The Transformation Is Already Happening
Senior U.S. marketing leaders are already invested in these overhauls to capitalize on a shift toward social commerce, bridging otherwise disconnected sales, product and marketing processes.
At the Tuesday morning featured session, A New School of Leaders Transforming the Marketing Experience, Unilever’s Conny Braams discussed why she ditched the “marketing” in her previous title in exchange for the title of Chief Digital and Commercial Officer as the company undergoes digital transformation.
“I think the most important challenge and opportunity for fast-moving consumer goods … is probably the creative commerce revolution,” Braams said.
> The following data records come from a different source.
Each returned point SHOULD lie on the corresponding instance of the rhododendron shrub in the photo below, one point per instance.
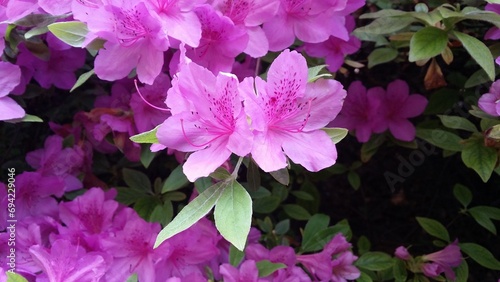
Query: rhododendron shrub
(249, 140)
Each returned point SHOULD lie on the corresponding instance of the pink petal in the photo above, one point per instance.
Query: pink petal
(9, 109)
(313, 150)
(203, 162)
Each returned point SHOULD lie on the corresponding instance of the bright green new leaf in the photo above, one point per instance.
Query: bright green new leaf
(233, 214)
(478, 52)
(440, 138)
(313, 73)
(82, 79)
(194, 211)
(146, 137)
(434, 228)
(72, 33)
(176, 180)
(481, 255)
(381, 55)
(336, 133)
(266, 267)
(375, 261)
(462, 194)
(457, 122)
(427, 43)
(480, 158)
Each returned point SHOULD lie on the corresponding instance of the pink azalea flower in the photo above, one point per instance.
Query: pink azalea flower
(58, 70)
(443, 261)
(494, 32)
(207, 119)
(55, 160)
(335, 49)
(221, 41)
(334, 263)
(360, 111)
(397, 107)
(65, 262)
(490, 102)
(135, 39)
(145, 116)
(308, 20)
(250, 14)
(179, 19)
(402, 253)
(247, 272)
(287, 114)
(10, 77)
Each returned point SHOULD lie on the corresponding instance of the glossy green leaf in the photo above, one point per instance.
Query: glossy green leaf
(481, 255)
(266, 268)
(427, 43)
(434, 228)
(194, 211)
(82, 79)
(381, 55)
(479, 52)
(233, 214)
(72, 33)
(375, 261)
(480, 158)
(148, 137)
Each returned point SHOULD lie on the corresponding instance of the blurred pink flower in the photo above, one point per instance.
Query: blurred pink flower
(490, 102)
(287, 114)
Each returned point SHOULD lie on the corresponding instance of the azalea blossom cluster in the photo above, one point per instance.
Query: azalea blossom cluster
(375, 110)
(95, 238)
(286, 114)
(434, 264)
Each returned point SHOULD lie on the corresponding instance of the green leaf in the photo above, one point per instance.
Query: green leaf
(381, 55)
(483, 219)
(462, 194)
(175, 181)
(296, 212)
(82, 79)
(233, 214)
(313, 73)
(354, 179)
(162, 214)
(441, 138)
(375, 261)
(148, 137)
(456, 122)
(281, 176)
(194, 211)
(235, 256)
(481, 255)
(384, 25)
(267, 268)
(480, 158)
(462, 272)
(434, 228)
(14, 277)
(336, 133)
(478, 52)
(136, 179)
(72, 33)
(399, 271)
(427, 43)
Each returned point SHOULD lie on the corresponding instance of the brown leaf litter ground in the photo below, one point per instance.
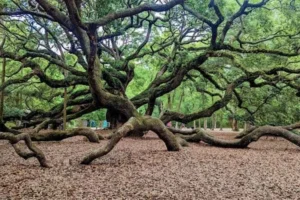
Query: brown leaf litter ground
(143, 169)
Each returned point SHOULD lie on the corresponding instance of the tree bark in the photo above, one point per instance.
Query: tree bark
(252, 136)
(136, 124)
(2, 92)
(35, 151)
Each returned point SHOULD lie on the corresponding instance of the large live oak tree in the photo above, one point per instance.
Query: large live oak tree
(108, 45)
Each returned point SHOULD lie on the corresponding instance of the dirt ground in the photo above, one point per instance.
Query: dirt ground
(143, 169)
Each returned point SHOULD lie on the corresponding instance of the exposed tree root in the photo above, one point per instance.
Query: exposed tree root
(136, 124)
(35, 151)
(60, 135)
(198, 135)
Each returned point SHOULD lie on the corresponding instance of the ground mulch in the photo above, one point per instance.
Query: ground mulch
(143, 169)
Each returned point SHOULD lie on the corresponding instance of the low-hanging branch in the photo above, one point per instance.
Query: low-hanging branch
(252, 135)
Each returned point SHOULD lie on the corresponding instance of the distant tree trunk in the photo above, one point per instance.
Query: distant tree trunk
(115, 118)
(235, 125)
(221, 123)
(213, 122)
(2, 92)
(205, 124)
(65, 109)
(179, 105)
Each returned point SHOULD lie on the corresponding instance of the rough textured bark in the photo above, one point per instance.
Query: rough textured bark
(252, 136)
(35, 151)
(2, 92)
(137, 124)
(60, 135)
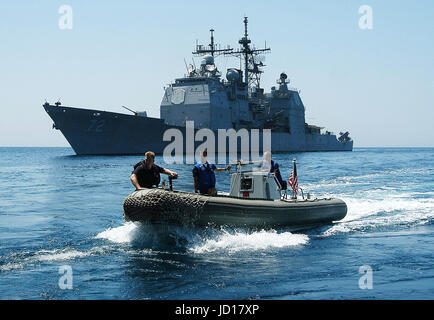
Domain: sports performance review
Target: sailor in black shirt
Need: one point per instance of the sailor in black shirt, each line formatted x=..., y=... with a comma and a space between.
x=146, y=174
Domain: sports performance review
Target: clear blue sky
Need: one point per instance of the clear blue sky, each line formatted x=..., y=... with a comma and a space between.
x=378, y=84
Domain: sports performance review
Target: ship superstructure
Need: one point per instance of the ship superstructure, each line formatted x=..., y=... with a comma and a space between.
x=209, y=100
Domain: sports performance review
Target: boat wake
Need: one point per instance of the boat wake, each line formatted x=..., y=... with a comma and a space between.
x=196, y=240
x=389, y=213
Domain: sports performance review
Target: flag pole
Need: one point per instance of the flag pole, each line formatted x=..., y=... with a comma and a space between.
x=294, y=170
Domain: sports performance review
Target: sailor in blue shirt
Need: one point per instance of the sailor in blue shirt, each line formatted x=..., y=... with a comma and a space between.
x=273, y=167
x=204, y=176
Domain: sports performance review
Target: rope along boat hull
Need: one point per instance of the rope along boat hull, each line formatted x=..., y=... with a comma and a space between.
x=158, y=205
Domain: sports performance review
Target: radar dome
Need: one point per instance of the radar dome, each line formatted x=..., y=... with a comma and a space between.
x=207, y=60
x=232, y=75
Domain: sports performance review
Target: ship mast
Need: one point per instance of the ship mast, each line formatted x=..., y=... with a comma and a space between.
x=252, y=73
x=211, y=48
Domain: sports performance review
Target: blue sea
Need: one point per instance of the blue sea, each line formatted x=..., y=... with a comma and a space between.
x=62, y=235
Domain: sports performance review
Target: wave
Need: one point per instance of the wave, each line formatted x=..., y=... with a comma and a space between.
x=368, y=214
x=243, y=240
x=200, y=240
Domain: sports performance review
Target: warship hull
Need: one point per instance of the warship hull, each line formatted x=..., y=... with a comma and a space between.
x=95, y=132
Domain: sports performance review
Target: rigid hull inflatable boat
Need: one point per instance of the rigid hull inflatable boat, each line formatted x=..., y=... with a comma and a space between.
x=255, y=201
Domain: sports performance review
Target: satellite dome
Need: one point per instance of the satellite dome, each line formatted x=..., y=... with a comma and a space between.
x=232, y=75
x=207, y=60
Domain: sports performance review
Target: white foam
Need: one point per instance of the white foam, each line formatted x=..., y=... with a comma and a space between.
x=61, y=255
x=123, y=234
x=261, y=240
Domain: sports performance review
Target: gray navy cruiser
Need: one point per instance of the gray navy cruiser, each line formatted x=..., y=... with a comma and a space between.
x=208, y=100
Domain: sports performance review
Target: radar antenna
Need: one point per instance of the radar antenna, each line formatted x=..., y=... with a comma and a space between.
x=211, y=48
x=252, y=63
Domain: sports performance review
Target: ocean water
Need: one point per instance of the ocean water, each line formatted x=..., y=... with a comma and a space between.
x=61, y=215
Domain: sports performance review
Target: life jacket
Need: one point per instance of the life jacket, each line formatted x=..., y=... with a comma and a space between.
x=155, y=175
x=139, y=164
x=206, y=176
x=275, y=168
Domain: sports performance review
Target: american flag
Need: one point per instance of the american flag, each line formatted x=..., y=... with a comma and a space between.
x=293, y=180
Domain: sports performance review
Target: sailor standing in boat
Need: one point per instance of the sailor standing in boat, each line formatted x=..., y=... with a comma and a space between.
x=273, y=167
x=146, y=174
x=204, y=176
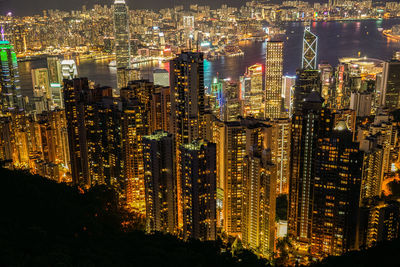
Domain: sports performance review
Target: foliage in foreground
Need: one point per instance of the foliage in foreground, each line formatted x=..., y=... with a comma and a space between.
x=44, y=223
x=384, y=254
She went on to explain how the company is approaching social commerce and the necessity for similar overhauls.
“You’ve announced me as the Chief Digital and Commercial Officer, and often, people are mistaken [about] why Unilever, as a big marketing company, would drop marketing from the title of one of the execs, and basically, that isn’t the case. … We’ve added sales to it,” Braams said. “That’s how it became ‘Commercial Officer.’ And the reason for this [is because of the external] convergence of entertainment, media, commerce [and] content. We basically said, ‘You know, if I sell something via Facebook or Instagram, later on probably via Netflix, is that marketing, or is it sales?’”
Braams noted that previous organizational structures and approaches to e-commerce were not adequate for social commerce and creative commerce—and shared why she has positioned herself as a digital specialist at the very center.
“You can’t really distinguish [sales vs. marketing] anymore,” she continued. “So we’re blurring [the] lines between marketing and sales internally to respond to what is happening externally. … We’ve taken marketing and sales together to really make sure that we build brands and convert to sales at the same time with all the new channels that are developing.”
In October of 2021, Unilever launched its Positive Beauty Growth Platform, an initiative to help the CPG giant partner with scale-ups and start-ups linked to social commerce in the beauty space.